Dans
Saudade, l'auteur nous parle du destin de plusieurs personnages que tout oppose. Certains sont riches, et descendants de nobles (et d'explorateurs) portugais. Tandis que d'autres sont pauvres, bagnards, prostituées, voleurs, guérisseuses et voyantes et descendants d'esclaves. L'action du roman se situe dans la seconde moitié du XIXème siècle, période où le monde est agité par les mouvements abolitionnistes. le Brésil, comme les autres "grandes" puissances, n'est pas prêt à affranchir les esclaves, main-d'oeuvre si bon marché qui cultive la canne à sucre et le café - matières première qui permettent à ce jeune pays de s'imposer sur les marchés.
Et c'est dans ce contexte - qui amène son lot d'injustices et de misères - qu'évoluent les personnages hauts en couleur de
Jean-Paul Delfino.
L'écriture est assez inégale. D'abord hésitante, pour finir sur un rythme très haletant à la fin de l'ouvrage. L'auteur est un grand amoureux du Brésil, ça se sent. Un peu trop parfois, car les longues descriptions à la
Zola ne sont pas toujours pertinentes et prennent vite des airs de digressions qui ralentissent le récit et perdent le lecteur.
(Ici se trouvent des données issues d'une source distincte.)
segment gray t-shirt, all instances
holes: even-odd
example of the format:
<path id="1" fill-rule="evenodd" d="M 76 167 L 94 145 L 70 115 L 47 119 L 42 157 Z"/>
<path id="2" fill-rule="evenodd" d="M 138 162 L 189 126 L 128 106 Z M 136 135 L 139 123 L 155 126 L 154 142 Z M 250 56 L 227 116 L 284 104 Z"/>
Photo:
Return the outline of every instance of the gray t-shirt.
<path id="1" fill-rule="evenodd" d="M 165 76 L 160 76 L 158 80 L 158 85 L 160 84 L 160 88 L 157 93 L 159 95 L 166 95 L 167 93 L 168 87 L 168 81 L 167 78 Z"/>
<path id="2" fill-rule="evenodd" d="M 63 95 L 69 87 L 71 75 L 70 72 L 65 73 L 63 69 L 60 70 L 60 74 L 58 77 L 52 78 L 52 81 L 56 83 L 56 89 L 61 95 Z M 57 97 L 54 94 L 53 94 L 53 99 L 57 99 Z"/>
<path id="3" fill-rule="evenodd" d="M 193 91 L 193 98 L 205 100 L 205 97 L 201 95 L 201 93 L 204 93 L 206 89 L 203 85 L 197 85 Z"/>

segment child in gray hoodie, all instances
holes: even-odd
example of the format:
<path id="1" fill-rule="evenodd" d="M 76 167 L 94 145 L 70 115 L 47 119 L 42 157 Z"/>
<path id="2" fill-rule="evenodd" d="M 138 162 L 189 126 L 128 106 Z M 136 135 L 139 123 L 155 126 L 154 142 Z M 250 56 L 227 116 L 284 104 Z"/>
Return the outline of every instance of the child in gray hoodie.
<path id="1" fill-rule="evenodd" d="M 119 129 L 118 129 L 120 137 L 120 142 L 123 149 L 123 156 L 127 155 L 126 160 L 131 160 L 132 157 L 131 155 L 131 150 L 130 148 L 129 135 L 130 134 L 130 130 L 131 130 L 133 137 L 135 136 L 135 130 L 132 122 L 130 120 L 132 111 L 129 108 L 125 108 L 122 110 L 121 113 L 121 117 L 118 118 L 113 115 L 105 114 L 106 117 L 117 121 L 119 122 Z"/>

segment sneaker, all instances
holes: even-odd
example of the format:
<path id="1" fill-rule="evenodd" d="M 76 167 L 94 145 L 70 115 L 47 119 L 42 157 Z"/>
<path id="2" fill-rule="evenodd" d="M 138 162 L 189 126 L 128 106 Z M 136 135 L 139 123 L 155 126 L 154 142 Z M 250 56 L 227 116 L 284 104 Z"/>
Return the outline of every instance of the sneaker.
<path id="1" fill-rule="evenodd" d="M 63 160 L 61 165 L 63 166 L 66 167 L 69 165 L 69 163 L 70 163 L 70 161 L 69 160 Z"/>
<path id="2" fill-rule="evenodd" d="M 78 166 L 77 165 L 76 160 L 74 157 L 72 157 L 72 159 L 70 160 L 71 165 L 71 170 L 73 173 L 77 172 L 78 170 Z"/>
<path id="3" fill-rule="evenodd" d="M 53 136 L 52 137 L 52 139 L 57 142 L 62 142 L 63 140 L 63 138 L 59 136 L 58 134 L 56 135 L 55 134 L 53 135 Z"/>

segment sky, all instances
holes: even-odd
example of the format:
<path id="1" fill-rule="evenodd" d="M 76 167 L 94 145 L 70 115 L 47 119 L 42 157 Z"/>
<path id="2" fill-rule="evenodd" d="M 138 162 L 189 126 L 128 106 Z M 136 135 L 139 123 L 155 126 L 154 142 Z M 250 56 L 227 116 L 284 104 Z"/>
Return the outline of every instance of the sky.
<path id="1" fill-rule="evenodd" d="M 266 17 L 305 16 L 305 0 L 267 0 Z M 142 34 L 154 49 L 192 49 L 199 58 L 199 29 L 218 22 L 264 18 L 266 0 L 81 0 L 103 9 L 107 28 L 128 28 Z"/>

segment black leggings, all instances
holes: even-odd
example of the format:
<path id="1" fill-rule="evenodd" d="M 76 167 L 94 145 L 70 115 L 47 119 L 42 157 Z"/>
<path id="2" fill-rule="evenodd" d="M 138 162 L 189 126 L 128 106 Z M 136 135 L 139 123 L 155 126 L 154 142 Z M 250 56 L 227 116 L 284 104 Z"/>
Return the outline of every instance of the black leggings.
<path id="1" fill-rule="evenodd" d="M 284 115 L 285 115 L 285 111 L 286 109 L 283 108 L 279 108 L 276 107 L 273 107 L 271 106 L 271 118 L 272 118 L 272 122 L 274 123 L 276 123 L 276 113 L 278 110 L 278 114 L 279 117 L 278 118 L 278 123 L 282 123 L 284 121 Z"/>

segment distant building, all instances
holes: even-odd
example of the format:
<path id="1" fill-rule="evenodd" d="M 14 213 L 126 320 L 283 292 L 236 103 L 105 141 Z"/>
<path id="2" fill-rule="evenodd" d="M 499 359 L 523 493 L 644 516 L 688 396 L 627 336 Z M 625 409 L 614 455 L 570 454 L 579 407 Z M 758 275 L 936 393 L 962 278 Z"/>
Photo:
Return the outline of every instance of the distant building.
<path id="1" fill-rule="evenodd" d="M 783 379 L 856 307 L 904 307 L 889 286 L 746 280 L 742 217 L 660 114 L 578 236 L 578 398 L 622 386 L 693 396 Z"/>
Il m'a fallu un certain temps aussi pour comprendre que les personnages sont tous secondaires dans l'intrigue. Ils ne sont qu'un prétexte pour parler du Brésil. Et tout y passe : les quartiers mal famés, la nourriture, la danse, la musique, la prison, le système judiciaire corrompu, la cour impériale loin des soucis de son peuple, les fazendeiros obnubilés par leurs plantations et leurs privilèges, la hiérarchie des "noirs", les métis, …
Bref, on sent l'envie brûlante de rendre hommage à ce pays et ses "trois sangs" que les médias réduisent volontiers au Carnaval de Rio et autres ambiances festives. Et malgré l'aspect un peu "fouilli" et fourre-tout dans certains passages, j'ai beaucoup aimé lire ce roman à la fois roman historique et saga familiale. Les attitudes ultra paternalistes ( qui utilisent de façon hypocrite la religion pour justifier leurs actes) des blancs et l'attitude entre résignation, nostalgie et envie d'un avenir meilleur des noirs est décrit à merveille.
Ce huitième volet de la saga de
Jean-Paul Delfino met en scène de façon très vivante l'aspect fascinant de l'histoire brésilienne. J'ai hâte de découvrir les autres tomes.
Je remercie donc Babelio et les éditions le Passage pour leur confiance et cette découverte.